Monsieur le Maire, mes chers collègues,
Il ne s’agit pas ici de refaire le débat sur la volonté des collectivités territoriales d’accompagner la R&D dans les secteurs qui aujourd’hui sont déterminants dans les avancées techniques et le transfert pour créer de nouveaux produits et de nouveaux usages. C’est en particulier le cas des nanotechnologies dont les applications sont multiples. Ce domaine des nanotechnologies est celui aujourd’hui où se développent les enjeux et les investissements majeurs attendus pour ce siècle.
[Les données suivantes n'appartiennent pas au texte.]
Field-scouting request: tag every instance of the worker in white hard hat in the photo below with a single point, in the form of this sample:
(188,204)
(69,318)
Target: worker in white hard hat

C’est aussi un domaine qui pose -toujours- des réelles questions économiques, sociétales et éthiques.
Les aides aux investissements d’entreprises réunies dans un partenariat à Crolles, aides qui sont reversées aux collectivités territoriales sous la forme de TPU relèvent d’une politique de développement économique qui se traduit en activité et emplois et, sur le plan financier, les collectivités sont gagnantes puisque le retour en TPU est supérieur aux aides financières en investissements
Mais qu’en sera-t-il à partir de 2010 puisque la taxe professionnelle est destinée à disparaître sans que rien à ce jour n’est encore été déterminé pour la remplacer ?
C’est ce qui a conduit le Conseil Général à noter dans sa dernière délibération sur Nano 2012 : « Si le Département ne percevait pas une recette équivalente au retour de TP, nous serons dans l’obligation de revoir notre participation ».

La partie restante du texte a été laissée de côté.